A balancing wall 270 forming a balance chamber 225 is provided on the opposite side of the piston chamber 224 of the piston 260. The lower end of the balance wall 270 is in contact with the connection hub 220 and the upper end thereof is in close contact with the extension portion 262 of the piston 260. A sealing member 272 is interposed between the extended portion 262 of the piston 260 and the upper end of the balance wall 270 to maintain the airtightness of the balance chamber 225. The balance wall 270 is supported by a snap ring 274 installed on the connection hub 220.

The balance chamber 225 is provided with a return spring 280 for providing an elastic force to the piston 260. In the embodiment of the present invention, the return spring 280 is a dish spring, but the scope of the present invention is not limited thereto and may be a coil spring or other kinds of springs.

The clutch hub 290 in the automatic transmission has a spline structure on the outer circumferential surface of the friction discs 250 and the clutch retainer 230 has the spline structure on the inner circumferential surface thereof.

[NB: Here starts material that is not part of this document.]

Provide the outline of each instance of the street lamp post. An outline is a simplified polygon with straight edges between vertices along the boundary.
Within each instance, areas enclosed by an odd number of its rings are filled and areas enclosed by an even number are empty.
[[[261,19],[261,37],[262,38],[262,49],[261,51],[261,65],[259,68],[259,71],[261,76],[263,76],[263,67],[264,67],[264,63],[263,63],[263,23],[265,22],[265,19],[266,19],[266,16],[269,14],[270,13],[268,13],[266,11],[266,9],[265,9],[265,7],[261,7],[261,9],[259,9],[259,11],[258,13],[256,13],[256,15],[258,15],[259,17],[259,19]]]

These friction disks 250 and actuation plates 240 are alternately arranged. The operating balls 240 and the friction discs 250 are supported by a retaining ring 232 provided on the clutch retainer 230.

The first oil hole 214, the second oil hole 215 and the third oil hole 222 are provided in the input shaft 210 and the connection hub 220 to supply oil to the piston chamber 224. do.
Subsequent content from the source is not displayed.